More so, the release of natural Caffeine can help prevent the side effects, jitters and subsequent effects of synthetic Caffeine that is commonly found in energy drinks.
What amount of energy drinks is enough for a day?
Energy drinks help to boost physical performance, and hence contain a great deal of sugar and caffeine.
However, this level of sugar isn’t good for the body, as it causes some underlying health conditions.
According to Mayo Clinic, the average healthy adult can safely take up to 400 mg of caffeine a day.
Considering that the average energy drink has between 100 – 300mg of caffeine per can, its within limits to drink up to 3 can per day, going by the average 400mg of caffeine per day.
Still, too many energy drinks have high sugar concentration, and taking los of it in a day can result to other unintended health conditions.
A typical can of Red Bull or Monster can have anywhere from 20 to 30 grams of sugar per serving, which is on par with sodas like Coke or Pepsi.
Having established this, you can have at most two cans of energy drinks per day, but since they are unhealthy, its better to consume them sparingly, especially those with lots of sugar.
Points to Note
According to The Daily Mail report, guidelines for caffeine are 400mg per day and so having a can of energy drinks per day shouldn’t pass this.

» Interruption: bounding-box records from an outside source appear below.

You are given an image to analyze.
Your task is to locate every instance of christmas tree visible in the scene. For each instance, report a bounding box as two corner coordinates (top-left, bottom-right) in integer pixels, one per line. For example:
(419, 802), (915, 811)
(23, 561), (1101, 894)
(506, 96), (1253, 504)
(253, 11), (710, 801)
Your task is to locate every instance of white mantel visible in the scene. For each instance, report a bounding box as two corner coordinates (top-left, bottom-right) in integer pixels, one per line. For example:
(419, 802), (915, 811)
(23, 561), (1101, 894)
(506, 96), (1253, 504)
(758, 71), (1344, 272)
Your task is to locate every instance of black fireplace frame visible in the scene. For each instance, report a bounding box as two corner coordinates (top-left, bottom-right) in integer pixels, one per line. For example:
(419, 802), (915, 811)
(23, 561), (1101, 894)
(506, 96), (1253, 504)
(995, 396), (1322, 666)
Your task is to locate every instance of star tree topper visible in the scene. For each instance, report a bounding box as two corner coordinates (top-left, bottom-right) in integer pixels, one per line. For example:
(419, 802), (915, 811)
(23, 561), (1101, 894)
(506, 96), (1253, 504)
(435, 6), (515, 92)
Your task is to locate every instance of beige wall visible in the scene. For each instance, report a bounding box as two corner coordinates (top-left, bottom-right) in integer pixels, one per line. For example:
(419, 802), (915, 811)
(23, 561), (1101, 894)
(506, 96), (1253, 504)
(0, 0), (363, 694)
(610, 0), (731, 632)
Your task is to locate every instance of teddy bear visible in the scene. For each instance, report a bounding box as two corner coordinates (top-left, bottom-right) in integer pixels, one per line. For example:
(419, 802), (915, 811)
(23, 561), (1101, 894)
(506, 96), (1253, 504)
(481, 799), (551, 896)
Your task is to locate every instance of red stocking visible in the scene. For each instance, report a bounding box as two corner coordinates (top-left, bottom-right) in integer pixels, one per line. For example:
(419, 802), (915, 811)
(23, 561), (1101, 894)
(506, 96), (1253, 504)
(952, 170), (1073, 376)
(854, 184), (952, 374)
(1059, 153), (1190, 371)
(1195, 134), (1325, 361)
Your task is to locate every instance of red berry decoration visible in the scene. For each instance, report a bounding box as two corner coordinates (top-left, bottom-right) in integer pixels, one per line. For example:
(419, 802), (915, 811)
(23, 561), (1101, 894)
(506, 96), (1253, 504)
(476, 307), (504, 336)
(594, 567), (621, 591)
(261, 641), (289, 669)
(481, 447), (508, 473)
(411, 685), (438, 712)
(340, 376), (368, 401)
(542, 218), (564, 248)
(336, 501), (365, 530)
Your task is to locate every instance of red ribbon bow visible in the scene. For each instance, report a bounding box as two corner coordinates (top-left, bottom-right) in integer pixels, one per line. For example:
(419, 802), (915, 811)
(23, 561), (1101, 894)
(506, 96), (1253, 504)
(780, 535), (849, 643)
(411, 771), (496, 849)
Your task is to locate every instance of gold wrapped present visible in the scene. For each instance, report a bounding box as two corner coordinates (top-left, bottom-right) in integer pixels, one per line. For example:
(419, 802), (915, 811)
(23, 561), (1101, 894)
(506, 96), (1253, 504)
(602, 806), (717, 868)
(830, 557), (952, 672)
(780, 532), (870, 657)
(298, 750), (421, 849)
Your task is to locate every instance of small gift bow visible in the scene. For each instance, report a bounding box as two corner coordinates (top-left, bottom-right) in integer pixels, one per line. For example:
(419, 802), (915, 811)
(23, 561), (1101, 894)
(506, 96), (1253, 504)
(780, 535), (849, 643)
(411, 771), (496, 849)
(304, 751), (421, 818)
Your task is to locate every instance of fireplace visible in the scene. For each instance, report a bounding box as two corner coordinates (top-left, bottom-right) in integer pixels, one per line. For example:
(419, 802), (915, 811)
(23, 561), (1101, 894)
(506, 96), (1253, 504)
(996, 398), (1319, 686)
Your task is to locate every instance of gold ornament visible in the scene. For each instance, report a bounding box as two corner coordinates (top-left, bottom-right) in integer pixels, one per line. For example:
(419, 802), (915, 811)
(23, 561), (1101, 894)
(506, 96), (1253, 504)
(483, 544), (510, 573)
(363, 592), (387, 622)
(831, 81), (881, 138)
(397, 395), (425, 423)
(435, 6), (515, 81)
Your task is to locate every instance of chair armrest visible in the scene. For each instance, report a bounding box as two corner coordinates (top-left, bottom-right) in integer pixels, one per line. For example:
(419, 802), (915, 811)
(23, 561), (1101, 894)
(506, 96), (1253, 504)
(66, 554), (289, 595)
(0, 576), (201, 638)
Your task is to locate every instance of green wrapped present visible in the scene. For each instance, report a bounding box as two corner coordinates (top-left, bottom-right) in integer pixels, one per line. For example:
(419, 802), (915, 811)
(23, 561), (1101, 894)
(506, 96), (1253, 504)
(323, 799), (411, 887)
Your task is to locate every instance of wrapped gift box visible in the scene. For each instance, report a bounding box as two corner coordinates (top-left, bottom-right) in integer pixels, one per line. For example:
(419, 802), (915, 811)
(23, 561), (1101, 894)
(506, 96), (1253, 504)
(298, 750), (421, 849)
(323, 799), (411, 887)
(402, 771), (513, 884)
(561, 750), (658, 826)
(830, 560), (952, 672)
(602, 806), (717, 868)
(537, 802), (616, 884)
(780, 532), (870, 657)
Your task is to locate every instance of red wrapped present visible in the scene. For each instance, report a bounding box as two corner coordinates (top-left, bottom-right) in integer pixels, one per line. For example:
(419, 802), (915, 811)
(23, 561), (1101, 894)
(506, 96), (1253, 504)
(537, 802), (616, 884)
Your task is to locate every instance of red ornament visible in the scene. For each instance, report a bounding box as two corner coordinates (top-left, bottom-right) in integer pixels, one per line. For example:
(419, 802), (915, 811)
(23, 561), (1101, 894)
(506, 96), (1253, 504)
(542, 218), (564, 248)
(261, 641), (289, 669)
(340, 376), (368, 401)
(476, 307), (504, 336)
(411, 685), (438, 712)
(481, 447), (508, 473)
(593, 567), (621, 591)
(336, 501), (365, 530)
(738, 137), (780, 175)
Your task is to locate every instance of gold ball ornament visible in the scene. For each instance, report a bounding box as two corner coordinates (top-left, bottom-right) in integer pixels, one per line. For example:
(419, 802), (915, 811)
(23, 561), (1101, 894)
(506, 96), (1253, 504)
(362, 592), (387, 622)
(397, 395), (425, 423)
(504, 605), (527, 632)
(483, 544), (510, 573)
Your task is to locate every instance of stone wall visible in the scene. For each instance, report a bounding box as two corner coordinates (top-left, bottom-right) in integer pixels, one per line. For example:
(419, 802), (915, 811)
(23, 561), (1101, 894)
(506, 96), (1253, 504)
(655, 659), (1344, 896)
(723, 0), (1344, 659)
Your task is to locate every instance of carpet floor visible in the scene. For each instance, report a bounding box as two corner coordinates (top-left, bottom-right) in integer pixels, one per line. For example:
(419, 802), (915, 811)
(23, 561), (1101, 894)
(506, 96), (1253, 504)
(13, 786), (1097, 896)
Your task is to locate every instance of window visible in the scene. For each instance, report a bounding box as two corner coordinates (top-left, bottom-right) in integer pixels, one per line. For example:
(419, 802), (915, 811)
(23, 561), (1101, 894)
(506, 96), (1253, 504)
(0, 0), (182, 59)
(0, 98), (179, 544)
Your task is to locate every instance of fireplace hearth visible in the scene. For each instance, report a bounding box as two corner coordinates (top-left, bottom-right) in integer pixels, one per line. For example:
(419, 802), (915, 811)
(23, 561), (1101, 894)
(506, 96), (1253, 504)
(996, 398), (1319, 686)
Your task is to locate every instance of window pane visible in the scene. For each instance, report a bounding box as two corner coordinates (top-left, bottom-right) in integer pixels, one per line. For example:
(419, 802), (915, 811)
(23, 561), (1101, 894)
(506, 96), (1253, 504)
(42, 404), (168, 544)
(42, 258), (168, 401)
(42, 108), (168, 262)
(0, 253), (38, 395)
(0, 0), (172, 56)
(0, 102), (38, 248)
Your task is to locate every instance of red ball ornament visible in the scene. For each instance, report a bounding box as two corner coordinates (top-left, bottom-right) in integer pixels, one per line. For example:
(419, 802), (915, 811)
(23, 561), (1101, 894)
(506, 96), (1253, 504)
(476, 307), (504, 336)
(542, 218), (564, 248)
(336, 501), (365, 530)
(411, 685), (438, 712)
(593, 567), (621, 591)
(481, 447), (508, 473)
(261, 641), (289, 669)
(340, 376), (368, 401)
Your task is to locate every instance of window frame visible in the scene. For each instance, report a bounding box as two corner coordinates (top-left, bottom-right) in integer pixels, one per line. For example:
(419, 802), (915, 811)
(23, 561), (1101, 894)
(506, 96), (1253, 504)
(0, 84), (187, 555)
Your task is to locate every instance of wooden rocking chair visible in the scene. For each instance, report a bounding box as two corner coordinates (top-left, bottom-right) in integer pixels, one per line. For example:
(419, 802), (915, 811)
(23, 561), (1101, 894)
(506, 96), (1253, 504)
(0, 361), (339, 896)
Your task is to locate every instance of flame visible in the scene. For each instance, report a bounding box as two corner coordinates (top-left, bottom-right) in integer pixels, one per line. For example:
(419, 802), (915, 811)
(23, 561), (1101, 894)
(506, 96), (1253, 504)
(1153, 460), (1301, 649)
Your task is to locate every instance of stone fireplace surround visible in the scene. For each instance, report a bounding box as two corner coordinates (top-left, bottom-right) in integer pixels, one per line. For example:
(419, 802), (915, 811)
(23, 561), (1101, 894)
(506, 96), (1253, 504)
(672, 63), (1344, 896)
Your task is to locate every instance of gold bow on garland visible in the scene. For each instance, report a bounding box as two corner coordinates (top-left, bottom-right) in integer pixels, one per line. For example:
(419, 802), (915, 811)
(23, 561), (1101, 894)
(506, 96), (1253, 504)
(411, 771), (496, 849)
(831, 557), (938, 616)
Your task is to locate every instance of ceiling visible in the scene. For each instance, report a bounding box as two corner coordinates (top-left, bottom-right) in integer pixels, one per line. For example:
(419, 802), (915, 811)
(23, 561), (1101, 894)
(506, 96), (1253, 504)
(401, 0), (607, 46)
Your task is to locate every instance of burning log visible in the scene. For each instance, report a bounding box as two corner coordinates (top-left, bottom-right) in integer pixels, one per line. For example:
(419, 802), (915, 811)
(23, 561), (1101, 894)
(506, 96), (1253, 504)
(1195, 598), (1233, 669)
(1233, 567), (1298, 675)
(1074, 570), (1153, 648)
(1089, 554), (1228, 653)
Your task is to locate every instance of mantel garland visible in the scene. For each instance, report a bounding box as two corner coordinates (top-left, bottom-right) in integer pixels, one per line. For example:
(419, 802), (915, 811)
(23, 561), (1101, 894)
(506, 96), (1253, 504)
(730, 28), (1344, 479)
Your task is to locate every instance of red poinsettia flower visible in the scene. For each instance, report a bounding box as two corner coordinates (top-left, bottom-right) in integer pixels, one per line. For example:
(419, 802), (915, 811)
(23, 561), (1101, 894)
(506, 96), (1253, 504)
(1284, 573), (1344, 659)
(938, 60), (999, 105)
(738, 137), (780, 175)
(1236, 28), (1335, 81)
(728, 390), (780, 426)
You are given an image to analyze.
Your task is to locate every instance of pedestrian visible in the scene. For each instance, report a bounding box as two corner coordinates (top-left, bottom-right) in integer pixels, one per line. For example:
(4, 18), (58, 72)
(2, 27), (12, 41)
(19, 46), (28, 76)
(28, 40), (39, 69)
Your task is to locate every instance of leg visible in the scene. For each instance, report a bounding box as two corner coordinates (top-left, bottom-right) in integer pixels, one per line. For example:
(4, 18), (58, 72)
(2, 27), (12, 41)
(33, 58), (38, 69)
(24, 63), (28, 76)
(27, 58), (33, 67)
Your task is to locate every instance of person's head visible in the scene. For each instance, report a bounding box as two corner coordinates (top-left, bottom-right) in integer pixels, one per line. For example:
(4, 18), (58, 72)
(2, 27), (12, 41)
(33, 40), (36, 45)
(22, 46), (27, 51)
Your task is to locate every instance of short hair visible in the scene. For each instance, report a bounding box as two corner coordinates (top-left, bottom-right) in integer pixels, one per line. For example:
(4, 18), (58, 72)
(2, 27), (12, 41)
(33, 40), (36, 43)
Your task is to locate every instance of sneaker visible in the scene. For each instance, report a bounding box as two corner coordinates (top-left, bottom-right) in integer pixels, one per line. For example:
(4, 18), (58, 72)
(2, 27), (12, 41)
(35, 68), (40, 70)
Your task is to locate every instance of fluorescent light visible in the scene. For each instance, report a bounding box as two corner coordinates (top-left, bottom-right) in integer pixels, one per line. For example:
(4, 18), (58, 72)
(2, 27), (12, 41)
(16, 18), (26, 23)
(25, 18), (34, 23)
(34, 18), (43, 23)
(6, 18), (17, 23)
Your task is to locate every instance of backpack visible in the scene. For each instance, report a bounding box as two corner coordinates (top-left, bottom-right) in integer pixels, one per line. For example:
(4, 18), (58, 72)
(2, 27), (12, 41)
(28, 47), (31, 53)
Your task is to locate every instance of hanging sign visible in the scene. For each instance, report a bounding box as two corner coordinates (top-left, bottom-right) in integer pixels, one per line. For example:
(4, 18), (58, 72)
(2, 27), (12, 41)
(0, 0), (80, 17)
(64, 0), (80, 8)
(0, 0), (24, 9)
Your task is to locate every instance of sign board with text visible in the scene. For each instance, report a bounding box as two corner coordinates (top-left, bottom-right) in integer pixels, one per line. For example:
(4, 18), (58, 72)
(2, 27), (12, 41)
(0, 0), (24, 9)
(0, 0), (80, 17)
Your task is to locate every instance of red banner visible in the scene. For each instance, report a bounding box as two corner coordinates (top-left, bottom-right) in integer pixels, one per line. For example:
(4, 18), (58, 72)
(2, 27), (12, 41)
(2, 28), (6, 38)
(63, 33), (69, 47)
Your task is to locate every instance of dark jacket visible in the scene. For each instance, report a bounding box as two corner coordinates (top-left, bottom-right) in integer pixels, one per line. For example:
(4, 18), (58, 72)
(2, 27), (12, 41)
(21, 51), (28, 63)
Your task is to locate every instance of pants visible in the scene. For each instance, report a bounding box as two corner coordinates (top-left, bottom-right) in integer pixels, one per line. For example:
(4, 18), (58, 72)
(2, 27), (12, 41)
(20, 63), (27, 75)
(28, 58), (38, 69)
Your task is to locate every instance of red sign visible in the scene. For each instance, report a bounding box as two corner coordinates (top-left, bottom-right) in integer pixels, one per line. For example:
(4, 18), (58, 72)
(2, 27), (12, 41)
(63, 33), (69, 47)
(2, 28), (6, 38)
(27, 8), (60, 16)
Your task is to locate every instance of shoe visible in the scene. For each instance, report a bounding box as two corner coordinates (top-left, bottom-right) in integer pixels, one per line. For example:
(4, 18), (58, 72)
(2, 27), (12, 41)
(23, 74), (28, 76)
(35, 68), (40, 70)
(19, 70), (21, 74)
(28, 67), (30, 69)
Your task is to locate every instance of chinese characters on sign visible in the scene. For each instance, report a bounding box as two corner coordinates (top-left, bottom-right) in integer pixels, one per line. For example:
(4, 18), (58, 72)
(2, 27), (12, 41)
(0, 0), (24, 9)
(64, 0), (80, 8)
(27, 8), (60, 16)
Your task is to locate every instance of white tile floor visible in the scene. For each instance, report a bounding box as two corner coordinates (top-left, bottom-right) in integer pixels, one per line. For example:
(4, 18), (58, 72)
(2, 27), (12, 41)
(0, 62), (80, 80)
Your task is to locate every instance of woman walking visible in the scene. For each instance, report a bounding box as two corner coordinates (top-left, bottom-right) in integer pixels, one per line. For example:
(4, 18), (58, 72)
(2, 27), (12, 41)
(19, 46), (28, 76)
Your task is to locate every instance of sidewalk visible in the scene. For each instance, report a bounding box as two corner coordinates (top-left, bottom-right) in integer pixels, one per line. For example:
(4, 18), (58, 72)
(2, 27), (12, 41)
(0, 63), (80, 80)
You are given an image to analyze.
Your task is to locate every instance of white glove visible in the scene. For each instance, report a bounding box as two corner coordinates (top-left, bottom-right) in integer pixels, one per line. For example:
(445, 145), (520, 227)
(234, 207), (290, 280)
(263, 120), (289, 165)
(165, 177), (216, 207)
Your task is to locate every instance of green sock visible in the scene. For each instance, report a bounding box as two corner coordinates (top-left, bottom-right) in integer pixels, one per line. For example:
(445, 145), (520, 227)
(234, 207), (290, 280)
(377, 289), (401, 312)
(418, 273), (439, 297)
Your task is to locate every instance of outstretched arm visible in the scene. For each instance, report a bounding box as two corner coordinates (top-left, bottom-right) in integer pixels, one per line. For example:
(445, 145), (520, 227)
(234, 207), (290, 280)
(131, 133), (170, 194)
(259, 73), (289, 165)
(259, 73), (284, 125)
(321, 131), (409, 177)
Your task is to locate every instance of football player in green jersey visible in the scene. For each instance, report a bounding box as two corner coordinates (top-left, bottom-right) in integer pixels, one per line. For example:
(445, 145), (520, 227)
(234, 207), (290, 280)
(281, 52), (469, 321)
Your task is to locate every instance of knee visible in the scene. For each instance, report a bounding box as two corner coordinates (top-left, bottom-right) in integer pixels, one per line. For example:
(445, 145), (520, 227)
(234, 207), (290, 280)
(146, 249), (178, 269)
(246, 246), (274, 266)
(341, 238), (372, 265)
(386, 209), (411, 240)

But, the sugar and addiction that can be produced from doing this is something you should take note of.
All over the world, there have been researches ongoing into the effects of energy drinks in America.
Admissions to emergency departments that were energy drink-related doubled from 2007-2014 according to the Substance Abuse and Mental Health Services Administration’s Dawn Report.
Energy drink companies often compare their drinks to coffee with many coffee shops offering high caffeine drinks, take a Starbucks Venti Caffe Americano which contains 300mg of caffeine which is nearly four times that of a 250ml can of Redbull.
Dr Stuart said: ‘Tiredness is a big killer: about 500 deaths a year are caused by driving while sleepy. In moderation, caffeine can help you stay awake if you are driving late at night or in the afternoon slump after lunch.
‘But rather than trying to get pumped up with a can of Red Bull, it would be far better to pull over, get a cup of coffee and take ten minutes to rest.
In general, energy drinks last about 10 minutes on average, before the effects start to wear off.
Due to some factors, some may experience its effects longer than others.
I hope this post answers all your questions.